Where are stock prices going next? Don’t ask me. I don’t have any idea. Predicting the stock market’s next move is a mug’s game. Most people will admit they’re terrible at it. The rest? They’re probably lying.
So, if nobody can call the next 200 points on the TSX, what should you do with your money? You could do worse than double down on dividends. While nobody can tell you where the stock market is going from one day to the next, dividends can always be counted on to provide a steady stream of income.
In some ways, dividends are like a marriage contract between a company and their shareholders. Everyone knows a divorce can be messy. That’s why executives always want to pay investors through good times and bad.
In fact, some companies are so predictable, investors can anticipate not only when they’ll receive a dividend, but also when the firm will raise it.

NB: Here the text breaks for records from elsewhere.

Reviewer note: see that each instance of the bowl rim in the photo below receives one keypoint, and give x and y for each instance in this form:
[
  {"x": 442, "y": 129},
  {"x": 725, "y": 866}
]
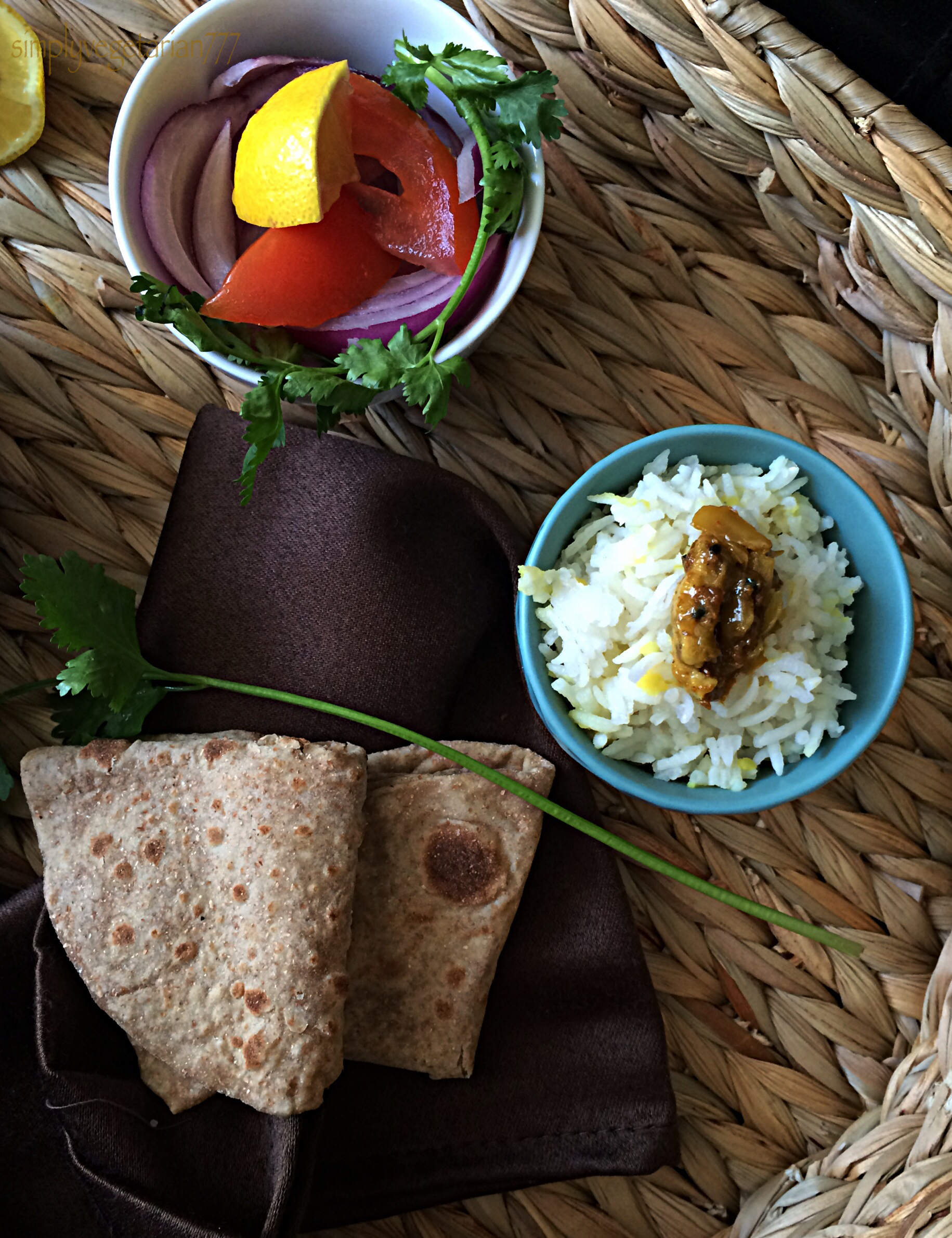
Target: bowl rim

Of course, there are no sure things when it comes to investing. However, I suspect the following five companies will hike their payouts again within the next year.
5-Year Dividend Growth Rate
|Royal Bank of Canada||3.8%||9.0%|
Source: Yahoo! Finance
Let’s say a few words about these companies.
The story is straightforward with Fortis Inc. (TSX:FTS) and Canadian Utilities Limited (TSX:CU). They’re both well-run power companies serving millions of customers across the country. They turn their lights on and you get paid.
It’s simple, stable, and lucrative. You’re not going to live in the dark just because the power company hiked your electric bill by a few bucks. That’s why these two firms have been able to increase their dividends for 42 straight years—the longest streaks of consecutive distribution hikes in the country.
Enbridge Inc. (TSX:ENB)(NYSE:ENB) is one of the most predictable dividend stocks around—and that’s not just my opinion. Last year executives pledged to increase the company’s distribution by 10-12% annually through 2017.
Of course, you can’t cash those cheques just yet. Any dividend hikes will depend on the company’s cash flows and still have to be approved by the board. However, management would not have raised investors’ expectations unless they were sure they could deliver.
Like Enbridge, Canadian REIT (TSX:REF.UN) is easy to disregard because the trust sports one of the smallest yields in the real estate space. However, skipping over this income stream because of its meager payout today would be a mistake.
While most REITs raise their payouts at a snail’s pace (or not at all), Canadian REIT has managed to pass on six distribution hikes in the past five years. Given enough time, even this income trickle can become a raging river of cash flow.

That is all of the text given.